Delen via


Disable-SCOMMonitor

Schakelt monitors uit in Operations Manager.

Syntaxis

Disable-SCOMMonitor
       [-Monitor] <ManagementPackMonitor[]>
       [-ManagementPack] <ManagementPack>
       [-Enforce]
       [-PassThru]
       [-WhatIf]
       [-Confirm]
       [<CommonParameters>]
Disable-SCOMMonitor
       [-Monitor] <ManagementPackMonitor[]>
       [[-Instance] <MonitoringObject[]>]
       [-ManagementPack] <ManagementPack>
       [-Enforce]
       [-PassThru]
       [-WhatIf]
       [-Confirm]
       [<CommonParameters>]
Disable-SCOMMonitor
       [-Monitor] <ManagementPackMonitor[]>
       [[-Group] <MonitoringObject[]>]
       [-ManagementPack] <ManagementPack>
       [-Enforce]
       [-PassThru]
       [-WhatIf]
       [-Confirm]
       [<CommonParameters>]
Disable-SCOMMonitor
       [-Monitor] <ManagementPackMonitor[]>
       [-Class] <ManagementPackClass[]>
       [-ManagementPack] <ManagementPack>
       [-Enforce]
       [-PassThru]
       [-WhatIf]
       [-Confirm]
       [<CommonParameters>]

Description

De cmdlet Disable-SCOMMonitor schakelt monitors uit in System Center - Operations Manager. In Operations Manager definiëren monitors logica voor het bepalen van de status van een object. De cmdlet schakelt monitors uit door onderdrukkingen te maken en op te slaan die het standaardgedrag van een monitor wijzigen.

Voorbeelden

Voorbeeld 1: Een monitor uitschakelen

PS C:\>$MP = Get-SCOMManagementPack -DisplayName "My SQL MP Customization" | where {$_.Sealed -eq $False}
PS C:\> $Class = Get-SCOMClass -DisplayName "SQL DB Engine"
PS C:\> $Monitor = Get-SCOMMonitor -DisplayName "*memory*"
PS C:\> Disable-SCOMMonitor -Class $Class -ManagementPack $MP -Monitor $Monitor -Enforce

In dit voorbeeld wordt een Operations Manager-monitor uitgeschakeld.

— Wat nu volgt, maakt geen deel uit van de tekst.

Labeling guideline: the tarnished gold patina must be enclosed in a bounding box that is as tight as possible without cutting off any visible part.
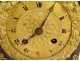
[0,1,80,60]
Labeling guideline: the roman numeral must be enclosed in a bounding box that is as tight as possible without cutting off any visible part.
[36,2,42,7]
[24,48,29,53]
[23,5,28,11]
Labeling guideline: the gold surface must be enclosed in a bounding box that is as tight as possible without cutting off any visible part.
[0,2,80,60]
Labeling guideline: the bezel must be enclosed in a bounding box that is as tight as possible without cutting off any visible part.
[0,2,80,60]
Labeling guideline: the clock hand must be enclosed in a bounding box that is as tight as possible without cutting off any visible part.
[27,33,35,40]
[40,2,56,28]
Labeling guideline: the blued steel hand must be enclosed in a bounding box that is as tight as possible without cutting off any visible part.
[27,2,56,40]
[40,2,56,28]
[27,33,36,40]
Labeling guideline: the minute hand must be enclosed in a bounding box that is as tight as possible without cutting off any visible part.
[40,2,56,28]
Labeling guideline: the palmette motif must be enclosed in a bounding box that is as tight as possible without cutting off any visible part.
[0,2,80,60]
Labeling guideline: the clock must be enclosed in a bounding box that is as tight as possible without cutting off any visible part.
[0,1,80,60]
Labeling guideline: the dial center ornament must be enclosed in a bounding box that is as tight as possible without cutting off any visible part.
[0,2,75,59]
[35,28,43,35]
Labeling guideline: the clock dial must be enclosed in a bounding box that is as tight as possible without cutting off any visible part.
[6,2,71,59]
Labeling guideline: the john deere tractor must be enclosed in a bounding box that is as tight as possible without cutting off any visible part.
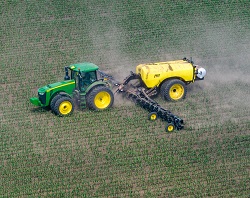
[30,62,114,116]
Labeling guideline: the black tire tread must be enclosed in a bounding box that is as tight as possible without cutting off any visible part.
[86,86,114,110]
[54,96,75,116]
[160,79,187,101]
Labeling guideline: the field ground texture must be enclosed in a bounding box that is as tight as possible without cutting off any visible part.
[0,0,250,197]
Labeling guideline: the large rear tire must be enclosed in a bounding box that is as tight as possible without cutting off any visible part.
[87,86,114,110]
[50,94,62,112]
[161,79,187,101]
[54,97,74,116]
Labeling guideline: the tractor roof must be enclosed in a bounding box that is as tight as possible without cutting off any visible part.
[69,62,99,72]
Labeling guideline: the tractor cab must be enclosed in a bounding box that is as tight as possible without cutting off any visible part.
[64,62,99,91]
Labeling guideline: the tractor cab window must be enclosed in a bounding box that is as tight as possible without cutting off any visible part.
[81,71,97,90]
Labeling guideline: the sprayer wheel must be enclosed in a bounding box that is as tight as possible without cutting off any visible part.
[148,112,158,121]
[161,79,187,101]
[166,123,175,132]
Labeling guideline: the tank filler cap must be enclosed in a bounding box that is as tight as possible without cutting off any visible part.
[197,68,207,79]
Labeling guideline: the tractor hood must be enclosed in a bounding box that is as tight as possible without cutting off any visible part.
[38,80,75,93]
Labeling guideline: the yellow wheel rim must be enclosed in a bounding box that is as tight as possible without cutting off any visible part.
[59,101,72,115]
[150,114,157,120]
[94,91,111,109]
[168,125,174,132]
[169,84,184,100]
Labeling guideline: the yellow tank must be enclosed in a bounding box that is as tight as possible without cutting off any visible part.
[136,60,195,88]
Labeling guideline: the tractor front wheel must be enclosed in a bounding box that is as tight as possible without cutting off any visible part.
[161,79,187,101]
[54,97,74,116]
[87,86,114,110]
[166,123,175,132]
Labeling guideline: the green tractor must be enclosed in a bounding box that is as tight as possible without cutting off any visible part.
[30,62,114,116]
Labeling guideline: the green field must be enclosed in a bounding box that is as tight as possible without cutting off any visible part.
[0,0,250,198]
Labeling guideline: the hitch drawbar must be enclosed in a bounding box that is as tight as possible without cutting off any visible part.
[99,71,184,132]
[126,88,184,132]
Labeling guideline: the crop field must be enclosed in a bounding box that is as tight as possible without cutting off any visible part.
[0,0,250,198]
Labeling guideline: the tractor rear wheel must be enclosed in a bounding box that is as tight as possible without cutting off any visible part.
[50,94,62,112]
[54,97,74,116]
[87,86,114,110]
[161,79,187,101]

De eerste opdracht maakt gebruik van de cmdlet Get-SCOMManagementPack om een management pack-object op te halen en het resultaat wordt opgeslagen in de variabele met de naam $MP.

De tweede opdracht maakt gebruik van de cmdlet Get-SCOMClass om een klasseobject op te halen. Het resultaat wordt opgeslagen in de variabele met de naam $Class.

De derde opdracht maakt gebruik van de cmdlet Get-SCOMMonitor om een monitorobject op te halen en het resultaat wordt opgeslagen in de variabele met de naam $Monitor.

De vierde opdracht maakt gebruik van de cmdlet Disable-SCOMMonitor om de monitor uit te schakelen met behulp van de parameter Afdwingen. De cmdlet slaat de onderdrukking op in de variabele met de naam $MP.

Parameters

-Class

Hiermee geeft u een matrix van klasseobjecten. TypGet-Help Get-SCOMClass" voor informatie over het ophalen van een klasseobject.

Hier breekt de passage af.